In a futile effort to fight link rot on DLTJ, I installed the Broken Link Checker plugin by “White Shadow”. I like the way it scans the entire content of this blog — posts, pages, comments, etc. — looking for pages linked from here that don’t respond with an HTTP 200 “Ok” status code. The dashboard of problem links has a nice interface for updating or deleting these links, including the ability to add a CSS style deleted links to note that they were formerly there. One of the things I wished it did, though, was to add a message to posts/pages that noted a link was changed or deleted. You know — just to document that something changed since the page was first published. Tonight I hacked into the code to add this function. And with apologies to the original author of this beautifully structured object-oriented PHP code, it is a gruesome hack.

The Patch


From the root level of the current version of the broken-link-checker plugin directory, one can apply this patch to modules/parsers/html_link.php. There are just two added lines — one in each of edit() and unlink() — that simply appends a paragraph to the end of the content. In my quick hack, there is no internationalization of strings and the CSS styling is inline. See…I told you it was ugly. Still, it meets my needs and it might meet yours too.

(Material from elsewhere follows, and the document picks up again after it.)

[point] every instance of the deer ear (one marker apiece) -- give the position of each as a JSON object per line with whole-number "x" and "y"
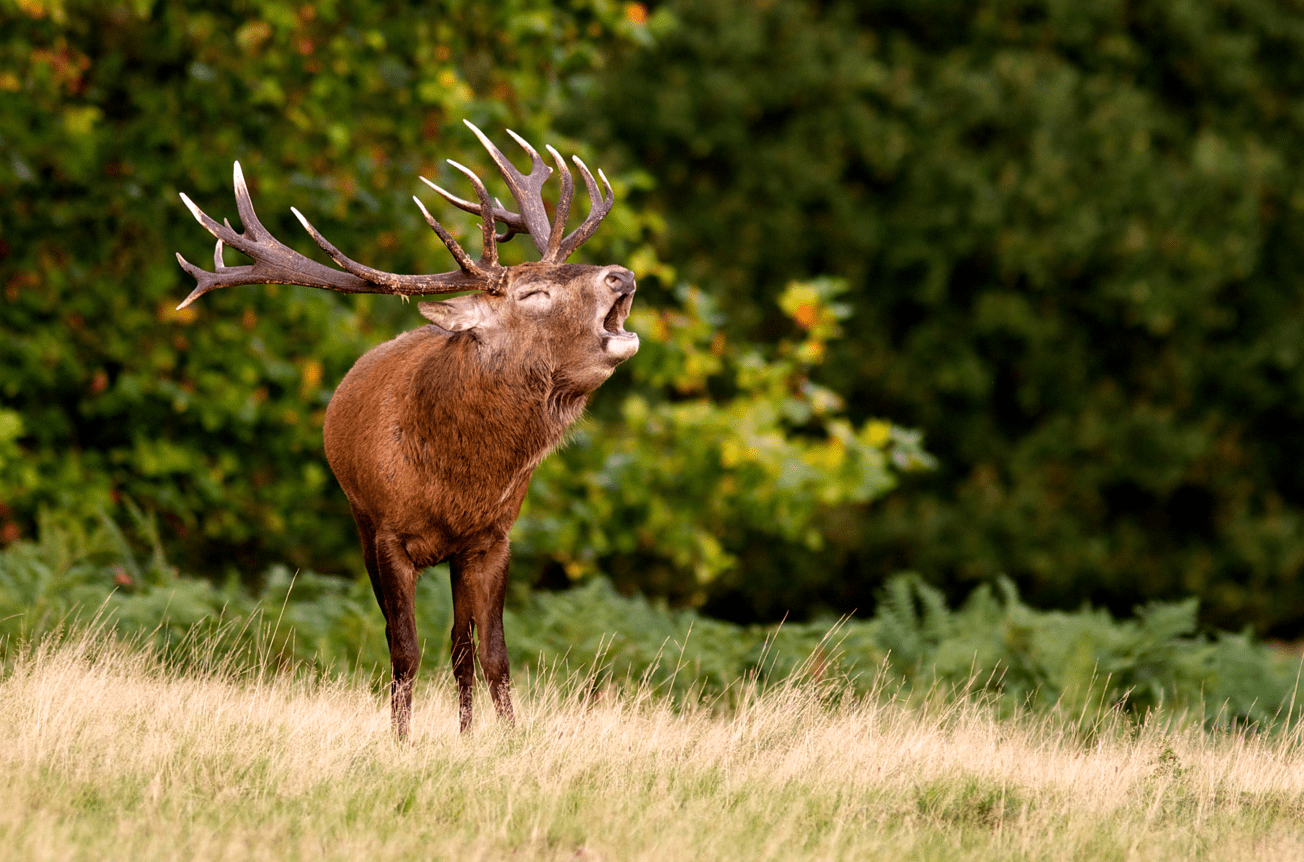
{"x": 457, "y": 314}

Index: modules/parsers/html_link.php
===================================================================
--- modules/parsers/html_link.php       (revision 304787)
+++ modules/parsers/html_link.php       (working copy)
@@ -127,6 +127,9 @@
                //Find all links and replace those that match $old_url.
                $content = $this->multi_edit($content, array(&$this, 'edit_callback'), $args);  
 
+               // Append a notation to the end of the HTML that a link was changed
+               $content .= '<p style="padding:0;margin:0;font-style:italic;">The text was modified to update a link from '.$args['old_url'].' to '.$args['new_url'].'.</p>';
+
                return array(
                        'content' => $content,
                        'raw_url' => $new_url,
@@ -163,6 +166,9 @@
                //Find all links and remove those that match $raw_url.                
                $content = $this->multi_edit($content, array(&$this, 'unlink_callback'), $args);
+               // Append a notation to the end of the HTML that a link was deleted
+               $content .= '<p style="padding:0;margin:0;font-style:italic;" class="removed_link">The text was modified to remove a link to '.$args['old_url'].'.</p>';
+
                return $content;
        }
 
@@ -342,4 +348,4 @@
        }
 }-?>
\ No newline at end of file
+?>

You can see how this appears to the end-user by looking at the notes added to the bottom of this post.

Initial Results


I’ve been blogging for about five years, and in that span of time there have been 4,722 URLs used here. Of those, 748 are now “broken” (return some kind of non-success status code or the server itself is not responding). So far I’ve fixed or unlinked 50 of them. Whether stay excited about this project to work through the remaining 700 or so remains to be seen.